Two decades after the Americans with Disabilities Act went into effect, people with disabilities continue to face difficulties meeting major social needs, including obtaining appropriate access to health care facilities and services.
In an article in the October issue of Health Affairs, Lisa Iezzoni, director of the Mongan Institute for Health Policy at Massachusetts General Hospital and Harvard professor of medicine, analyzes available information on disparities affecting people with disabilities and highlights barriers that continue to restrict their access to health services.
“A lot of attention has been paid to how health disparities affect people in racial and ethnic minority groups, and this report details how people with disabilities are also disadvantaged,” she says. “Most of the literature about these problems has appeared in disability-centered journals that are not very accessible to many people, so one of my goals in putting together this analysis was bringing this information to a high-visibility, broadly accessible journal.”
Iezzoni, who has used a wheelchair for nearly 25 years because of multiple sclerosis, explains, “An analogy I use to illustrate how disparities among racial and ethnic minorities differ from those affecting people with disabilities is that Rosa Parks made progress towards civil rights when she could get onto that bus and sit anywhere she wanted to. I can’t even get onto a bus unless it is adapted for my needs, the bus driver notices me, recognizes my disability, and reacts to it. That kind of need for proactive accommodation applies to health care facilities as well.”
The 2010 census found that 54 million Americans — nearly 20 percent of the population — were then living with disabilities.

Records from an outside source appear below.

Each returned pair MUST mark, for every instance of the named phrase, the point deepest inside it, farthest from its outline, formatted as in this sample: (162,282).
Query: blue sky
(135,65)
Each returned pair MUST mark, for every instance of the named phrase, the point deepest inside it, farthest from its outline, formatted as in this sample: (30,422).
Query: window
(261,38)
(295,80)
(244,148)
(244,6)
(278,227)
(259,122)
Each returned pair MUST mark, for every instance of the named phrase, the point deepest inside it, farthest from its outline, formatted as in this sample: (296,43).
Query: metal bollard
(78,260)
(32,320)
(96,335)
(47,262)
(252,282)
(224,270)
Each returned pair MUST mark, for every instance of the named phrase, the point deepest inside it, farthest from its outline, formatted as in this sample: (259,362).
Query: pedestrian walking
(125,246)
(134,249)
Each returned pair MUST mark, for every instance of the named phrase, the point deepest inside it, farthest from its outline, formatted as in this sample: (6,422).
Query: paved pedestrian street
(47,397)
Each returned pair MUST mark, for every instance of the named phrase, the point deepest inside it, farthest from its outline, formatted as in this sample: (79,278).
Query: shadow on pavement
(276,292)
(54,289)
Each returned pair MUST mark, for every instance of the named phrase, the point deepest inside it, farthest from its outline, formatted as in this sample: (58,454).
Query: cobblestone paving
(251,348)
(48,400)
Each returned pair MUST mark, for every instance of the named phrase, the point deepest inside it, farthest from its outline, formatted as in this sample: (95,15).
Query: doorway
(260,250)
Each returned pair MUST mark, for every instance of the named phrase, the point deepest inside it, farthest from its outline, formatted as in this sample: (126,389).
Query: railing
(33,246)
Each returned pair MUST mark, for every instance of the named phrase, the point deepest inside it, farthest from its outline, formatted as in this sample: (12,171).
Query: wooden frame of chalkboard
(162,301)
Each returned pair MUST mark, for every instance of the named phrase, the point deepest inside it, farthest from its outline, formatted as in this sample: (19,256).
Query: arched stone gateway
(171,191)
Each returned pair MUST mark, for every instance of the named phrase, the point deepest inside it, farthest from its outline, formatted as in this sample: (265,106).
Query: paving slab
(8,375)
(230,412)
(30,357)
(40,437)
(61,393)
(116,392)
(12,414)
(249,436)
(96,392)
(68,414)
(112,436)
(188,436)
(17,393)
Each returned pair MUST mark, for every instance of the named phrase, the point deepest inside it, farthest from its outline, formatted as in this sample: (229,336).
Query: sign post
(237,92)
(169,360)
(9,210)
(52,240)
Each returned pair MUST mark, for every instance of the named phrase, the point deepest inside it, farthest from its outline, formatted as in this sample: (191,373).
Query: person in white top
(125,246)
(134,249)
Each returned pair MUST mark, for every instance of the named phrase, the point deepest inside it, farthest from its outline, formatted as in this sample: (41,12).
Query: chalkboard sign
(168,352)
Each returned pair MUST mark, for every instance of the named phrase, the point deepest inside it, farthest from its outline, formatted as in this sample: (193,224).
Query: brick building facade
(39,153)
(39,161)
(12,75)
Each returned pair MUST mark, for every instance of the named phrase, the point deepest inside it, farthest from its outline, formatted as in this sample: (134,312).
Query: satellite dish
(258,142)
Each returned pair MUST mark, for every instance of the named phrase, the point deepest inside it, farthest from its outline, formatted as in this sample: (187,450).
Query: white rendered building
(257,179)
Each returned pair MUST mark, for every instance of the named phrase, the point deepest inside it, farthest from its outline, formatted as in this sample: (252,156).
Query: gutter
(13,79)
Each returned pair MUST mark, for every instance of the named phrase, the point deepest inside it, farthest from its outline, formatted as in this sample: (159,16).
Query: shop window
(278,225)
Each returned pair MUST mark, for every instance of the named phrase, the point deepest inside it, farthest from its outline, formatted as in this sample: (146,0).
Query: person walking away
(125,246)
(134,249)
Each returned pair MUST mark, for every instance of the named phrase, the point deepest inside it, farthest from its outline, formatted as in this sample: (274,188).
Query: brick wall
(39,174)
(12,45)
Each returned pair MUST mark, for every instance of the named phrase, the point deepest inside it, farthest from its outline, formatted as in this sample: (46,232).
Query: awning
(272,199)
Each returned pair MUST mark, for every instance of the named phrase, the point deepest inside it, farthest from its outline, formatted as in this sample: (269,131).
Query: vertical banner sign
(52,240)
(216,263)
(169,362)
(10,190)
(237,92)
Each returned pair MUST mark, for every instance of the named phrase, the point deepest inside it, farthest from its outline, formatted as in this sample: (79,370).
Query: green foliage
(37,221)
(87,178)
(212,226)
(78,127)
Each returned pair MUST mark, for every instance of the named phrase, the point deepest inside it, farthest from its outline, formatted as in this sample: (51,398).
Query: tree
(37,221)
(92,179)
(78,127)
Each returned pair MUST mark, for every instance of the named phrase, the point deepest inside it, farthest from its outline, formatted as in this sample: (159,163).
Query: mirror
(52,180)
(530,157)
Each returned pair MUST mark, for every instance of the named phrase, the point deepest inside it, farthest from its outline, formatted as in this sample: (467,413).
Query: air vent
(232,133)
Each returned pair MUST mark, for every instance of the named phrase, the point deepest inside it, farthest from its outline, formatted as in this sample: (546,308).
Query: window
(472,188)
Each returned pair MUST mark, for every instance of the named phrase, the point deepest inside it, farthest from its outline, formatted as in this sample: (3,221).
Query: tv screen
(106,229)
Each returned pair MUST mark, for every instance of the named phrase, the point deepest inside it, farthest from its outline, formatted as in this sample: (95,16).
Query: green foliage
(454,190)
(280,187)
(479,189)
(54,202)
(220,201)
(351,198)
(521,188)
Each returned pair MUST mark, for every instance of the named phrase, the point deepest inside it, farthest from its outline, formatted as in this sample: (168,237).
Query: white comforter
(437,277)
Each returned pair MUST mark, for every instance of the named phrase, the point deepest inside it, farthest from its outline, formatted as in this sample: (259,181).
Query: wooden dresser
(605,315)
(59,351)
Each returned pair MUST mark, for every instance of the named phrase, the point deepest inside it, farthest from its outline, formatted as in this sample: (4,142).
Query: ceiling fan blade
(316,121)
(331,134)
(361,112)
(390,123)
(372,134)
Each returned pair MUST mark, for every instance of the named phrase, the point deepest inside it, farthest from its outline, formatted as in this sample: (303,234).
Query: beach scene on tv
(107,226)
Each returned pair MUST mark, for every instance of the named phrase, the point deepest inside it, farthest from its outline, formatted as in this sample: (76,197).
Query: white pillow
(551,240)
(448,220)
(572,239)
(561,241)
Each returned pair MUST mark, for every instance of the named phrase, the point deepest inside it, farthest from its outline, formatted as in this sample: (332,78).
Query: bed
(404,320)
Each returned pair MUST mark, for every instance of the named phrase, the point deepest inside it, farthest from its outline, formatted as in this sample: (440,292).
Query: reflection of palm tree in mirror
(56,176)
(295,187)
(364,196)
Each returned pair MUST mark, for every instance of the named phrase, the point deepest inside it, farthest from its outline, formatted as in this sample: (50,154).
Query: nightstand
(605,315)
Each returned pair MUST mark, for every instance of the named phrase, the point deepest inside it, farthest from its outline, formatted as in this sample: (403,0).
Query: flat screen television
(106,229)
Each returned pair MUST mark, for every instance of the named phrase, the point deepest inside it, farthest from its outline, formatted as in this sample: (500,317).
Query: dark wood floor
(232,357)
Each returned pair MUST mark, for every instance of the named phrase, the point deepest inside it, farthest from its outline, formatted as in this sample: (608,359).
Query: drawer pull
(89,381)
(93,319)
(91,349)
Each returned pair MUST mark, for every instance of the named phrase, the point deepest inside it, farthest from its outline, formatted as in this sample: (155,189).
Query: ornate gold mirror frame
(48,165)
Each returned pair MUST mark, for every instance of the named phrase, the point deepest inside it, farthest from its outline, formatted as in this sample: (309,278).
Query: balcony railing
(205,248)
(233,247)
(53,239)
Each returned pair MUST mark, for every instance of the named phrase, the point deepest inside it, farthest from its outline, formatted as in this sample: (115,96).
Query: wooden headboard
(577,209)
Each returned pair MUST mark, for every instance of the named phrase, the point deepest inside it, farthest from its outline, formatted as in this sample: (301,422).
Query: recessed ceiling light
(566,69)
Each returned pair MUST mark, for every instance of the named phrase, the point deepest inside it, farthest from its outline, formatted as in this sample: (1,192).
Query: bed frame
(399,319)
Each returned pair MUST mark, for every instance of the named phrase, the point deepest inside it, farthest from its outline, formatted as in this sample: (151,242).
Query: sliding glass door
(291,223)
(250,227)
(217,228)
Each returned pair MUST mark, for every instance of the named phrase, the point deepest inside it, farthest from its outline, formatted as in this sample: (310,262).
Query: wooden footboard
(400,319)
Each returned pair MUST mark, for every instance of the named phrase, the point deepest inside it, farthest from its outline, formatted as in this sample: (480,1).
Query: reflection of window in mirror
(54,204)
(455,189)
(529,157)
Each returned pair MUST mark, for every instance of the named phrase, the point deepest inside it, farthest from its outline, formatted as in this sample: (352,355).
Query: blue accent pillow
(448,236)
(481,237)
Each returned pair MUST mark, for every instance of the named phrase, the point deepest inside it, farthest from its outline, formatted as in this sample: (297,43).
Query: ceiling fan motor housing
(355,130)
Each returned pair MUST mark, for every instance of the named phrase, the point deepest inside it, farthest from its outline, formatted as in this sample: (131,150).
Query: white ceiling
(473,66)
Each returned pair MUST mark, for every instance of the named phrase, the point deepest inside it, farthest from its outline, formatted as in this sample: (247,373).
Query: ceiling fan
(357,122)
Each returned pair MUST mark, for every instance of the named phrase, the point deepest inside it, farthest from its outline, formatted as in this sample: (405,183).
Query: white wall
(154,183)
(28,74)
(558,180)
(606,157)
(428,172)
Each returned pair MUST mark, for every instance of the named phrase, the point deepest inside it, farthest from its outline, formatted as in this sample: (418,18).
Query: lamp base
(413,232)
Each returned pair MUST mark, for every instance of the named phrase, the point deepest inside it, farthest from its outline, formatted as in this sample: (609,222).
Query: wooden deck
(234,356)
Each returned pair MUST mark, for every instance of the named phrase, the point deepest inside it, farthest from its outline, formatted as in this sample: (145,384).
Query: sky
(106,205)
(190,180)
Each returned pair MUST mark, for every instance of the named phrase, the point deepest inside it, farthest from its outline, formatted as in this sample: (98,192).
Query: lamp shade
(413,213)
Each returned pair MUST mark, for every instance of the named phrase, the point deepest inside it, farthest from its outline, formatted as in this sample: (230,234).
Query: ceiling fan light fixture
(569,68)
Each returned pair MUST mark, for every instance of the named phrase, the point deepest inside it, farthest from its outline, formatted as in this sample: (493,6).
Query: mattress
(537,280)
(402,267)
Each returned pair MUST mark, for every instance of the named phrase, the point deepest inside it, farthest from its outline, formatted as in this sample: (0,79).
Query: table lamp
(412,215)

Less than half of adults with disabilities were employed, and 27 percent of those with severe disabilities fell below the poverty rate, compared with 9 percent of those without disabilities. Iezzoni’s review of several broad-based surveys found that people with disabilities were significantly more likely to report being in fair or poor health than were those without disabilities. They also had higher levels of risk factors such as obesity, smoking, and physical inactivity, some which could be linked to a decreased likelihood that primary care physicians would address those issues during routine visits.
In her review of how disability is defined and addressed by the health care system, Iezzoni cites a significant change from an approach centered on available medical solutions coupled with patients’ adjusting to their limitations — the prevalent viewpoint of the 19th and early 20th century — to the more recent focus on changing the physical, attitudinal, and social barriers that compound restrictions imposed by specific physical impairments. She writes that a 2001 report from the World Health Organization (WHO) “shift(s) the focus from prevention or cure to maximizing functioning and well-being,” adding that the Institute of Medicine, in recommending that the WHO framework be broadly adopted, acknowledged that “no single definition of disability can serve all societal needs.”
Reported disparities in preventive health care services include lower rates of mammography and Pap tests among women with disabilities. A review of data from National Cancer Institute registries — coupled with Medicare data — indicated that women with disabilities diagnosed with early-stage breast cancer were less likely to receive breast-conserving surgery and that those who did were less likely to receive the radiation therapy that treatment protocol requires. Similarly, patients with disabilities diagnosed with the most deadly form of lung cancer were less likely to receive surgery, the only definitive treatment. For both types of tumor, people with disabilities were significantly more likely to die from their cancers.
Iezzoni also cites a major survey’s findings that women with mobility disabilities were 70 percent less likely to be asked about contraception during routine medical visits, even though they could be at increased risk of unintended pregnancy because of difficulty using barrier contraceptives or would face heightened risk of complications from birth control pills. Problems accessing health care facilities — including physician offices and hospital buildings — were often reported; and equipment such as examining tables, mammography machines, or infusion chairs were frequently inaccessible. One major academic health center did not have a wheelchair-accessible scale, requiring a breast cancer patient with paraplegia to be carried onto a standard scale by her oncologist, because the patient’s weight is essential to calculating chemotherapy dosage.
“People with disabilities want to be as involved in their care as anyone else would be,” says Iezzoni. “They don’t want to be picked up and placed onto the exam table. If they’re able to get onto a table, they want to move themselves; but they need a table they can get onto — one that automatically lowers to allow them to transfer. Another problem is that most clinicians only see patients with disabilities in the office or in the hospital. They don’t see what the patients are doing out in the community. Health care professionals need to understand that people with disabilities have lives outside of their health care needs — lives in which they may be very active and accomplished. The health care system needs to work on making the accommodations required for effective communication and on giving all patients appropriate physical access.”
By Sue McGreevey, Masschusetts General Hospital Public Affairs
Harvard Medical School Professor Lisa Iezzoni’s research reports disparities in preventive health care services, including lower rates of mammography and Pap tests among women with disabilities. Iezzoni, who has used a wheelchair for nearly 25 years because of multiple sclerosis, is director of the Mongan Institute for Health Policy at Massachusetts General Hospital.